La inflación en México se desacelera en abril, pero sigue golpeando el bolsillo de los consumidores

La inflación en México alcanzó en abril un 4,45% anual, lo que representa una leve disminución respecto al 4,59% de marzo. A pesar de esta baja, los ciudadanos como Rosa María Díaz, de 67 años, continúan lidiando con el aumento de los precios en alimentos y combustibles, lo que ha obligado a muchas familias a ajustar sus hábitos de consumo, como sustituir carne y pollo por hortalizas.
El INEGI reportó que en abril el Índice Nacional de Precios al Consumidor mostró una variación mensual de 0,20%. Los precios se vieron impulsados por aumentos en productos esenciales como el chile, el tomate, la papa y servicios de transporte, a pesar de que el gobierno ha tratado de mitigar los efectos de la inflación con subsidios y reducciones de impuestos.
El contexto internacional, especialmente el aumento del precio del petróleo debido a conflictos en el Oriente Medio, ha mantenido presionados los precios de los combustibles.
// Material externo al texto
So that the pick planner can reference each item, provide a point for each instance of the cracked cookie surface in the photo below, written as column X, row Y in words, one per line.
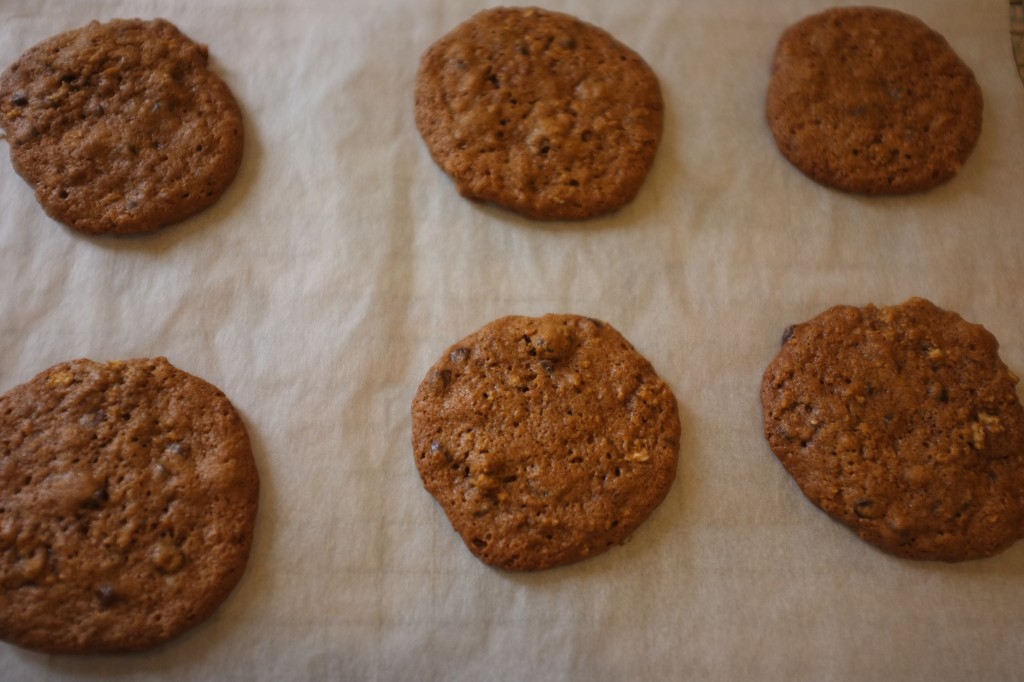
column 121, row 127
column 540, row 113
column 546, row 440
column 128, row 495
column 872, row 100
column 902, row 423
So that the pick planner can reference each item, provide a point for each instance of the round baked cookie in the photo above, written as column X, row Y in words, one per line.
column 128, row 496
column 872, row 101
column 121, row 127
column 902, row 423
column 540, row 113
column 546, row 440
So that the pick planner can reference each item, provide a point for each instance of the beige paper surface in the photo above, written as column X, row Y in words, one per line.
column 342, row 262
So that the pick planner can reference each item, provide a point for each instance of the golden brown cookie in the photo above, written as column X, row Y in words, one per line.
column 121, row 127
column 873, row 101
column 546, row 440
column 128, row 496
column 902, row 423
column 540, row 113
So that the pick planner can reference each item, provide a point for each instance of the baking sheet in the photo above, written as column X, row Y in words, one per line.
column 342, row 262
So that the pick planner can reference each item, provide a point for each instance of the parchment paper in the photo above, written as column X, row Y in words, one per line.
column 342, row 262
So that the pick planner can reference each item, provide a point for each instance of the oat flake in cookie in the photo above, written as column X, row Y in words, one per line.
column 902, row 423
column 128, row 496
column 872, row 101
column 540, row 113
column 121, row 127
column 546, row 440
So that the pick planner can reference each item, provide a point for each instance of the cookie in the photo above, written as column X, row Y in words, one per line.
column 546, row 440
column 128, row 496
column 540, row 113
column 872, row 101
column 902, row 423
column 121, row 127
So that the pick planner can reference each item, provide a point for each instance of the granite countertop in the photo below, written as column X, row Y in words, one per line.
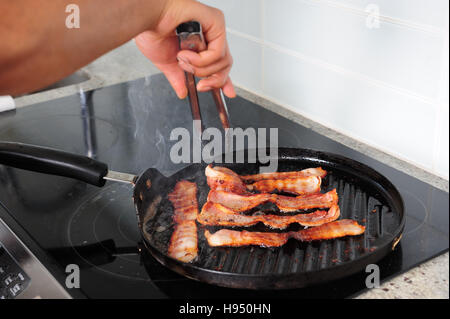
column 126, row 63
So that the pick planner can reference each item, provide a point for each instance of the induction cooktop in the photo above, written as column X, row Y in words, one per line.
column 65, row 222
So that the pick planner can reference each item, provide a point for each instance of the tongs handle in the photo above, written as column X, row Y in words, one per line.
column 191, row 37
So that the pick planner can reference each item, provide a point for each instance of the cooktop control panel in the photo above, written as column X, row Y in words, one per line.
column 13, row 280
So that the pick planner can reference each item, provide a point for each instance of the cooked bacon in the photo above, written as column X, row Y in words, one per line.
column 318, row 171
column 319, row 200
column 232, row 238
column 183, row 243
column 240, row 203
column 222, row 178
column 299, row 185
column 213, row 214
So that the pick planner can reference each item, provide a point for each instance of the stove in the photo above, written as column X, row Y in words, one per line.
column 49, row 224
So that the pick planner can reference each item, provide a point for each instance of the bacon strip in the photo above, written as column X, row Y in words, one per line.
column 299, row 185
column 232, row 238
column 318, row 171
column 240, row 203
column 183, row 243
column 222, row 178
column 217, row 215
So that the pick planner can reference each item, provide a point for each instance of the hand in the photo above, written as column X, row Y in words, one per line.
column 160, row 45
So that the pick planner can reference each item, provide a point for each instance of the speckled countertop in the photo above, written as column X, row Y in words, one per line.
column 429, row 280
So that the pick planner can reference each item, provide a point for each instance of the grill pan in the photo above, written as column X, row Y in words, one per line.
column 364, row 195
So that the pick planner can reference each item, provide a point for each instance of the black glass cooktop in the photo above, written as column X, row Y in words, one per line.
column 128, row 126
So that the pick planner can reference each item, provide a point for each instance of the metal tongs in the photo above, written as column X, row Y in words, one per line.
column 190, row 36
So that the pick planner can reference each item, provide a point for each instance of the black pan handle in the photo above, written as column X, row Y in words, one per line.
column 54, row 162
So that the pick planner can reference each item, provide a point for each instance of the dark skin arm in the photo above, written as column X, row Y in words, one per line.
column 37, row 48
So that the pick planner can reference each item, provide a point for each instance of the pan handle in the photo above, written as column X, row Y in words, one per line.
column 54, row 162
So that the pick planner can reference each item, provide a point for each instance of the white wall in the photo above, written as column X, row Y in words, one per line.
column 327, row 60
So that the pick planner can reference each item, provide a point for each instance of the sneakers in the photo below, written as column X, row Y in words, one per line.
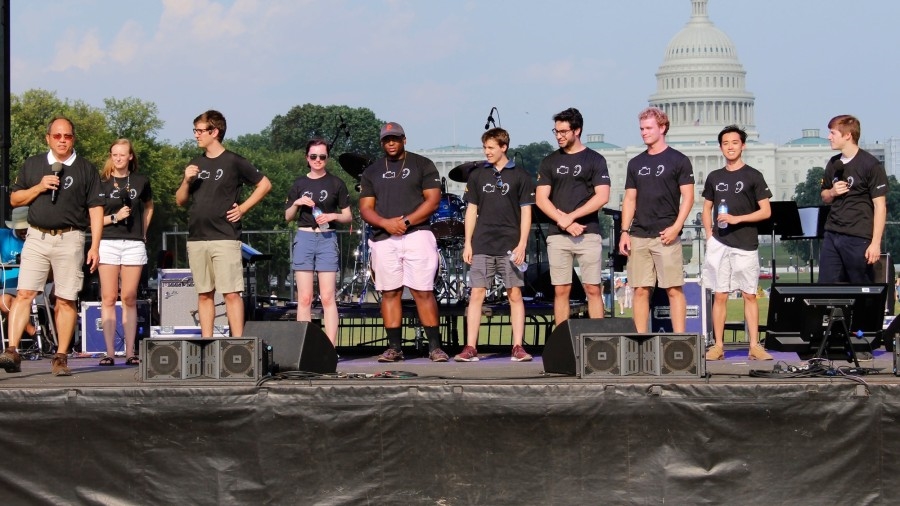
column 469, row 354
column 391, row 355
column 715, row 353
column 757, row 352
column 10, row 360
column 59, row 365
column 438, row 355
column 520, row 355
Por ejemplo, el tomate, fundamental en la cocina mexicana, ha visto un incremento de más del 100% en el último año, superando los 60 pesos por kilo (aproximadamente 3,5 dólares).
Un informe del banco Grupo Financiero Base sugiere que además de los factores internacionales, la inseguridad, la falta de apoyo al sector agrícola y la producción reducida debido a impuestos a las importaciones han afectado la oferta de alimentos. Sin embargo, algunos alivios en la inflación se han experimentado con la reducción estacional de tarifas eléctricas y precios de algunos alimentos y servicios como el pollo y los plátanos.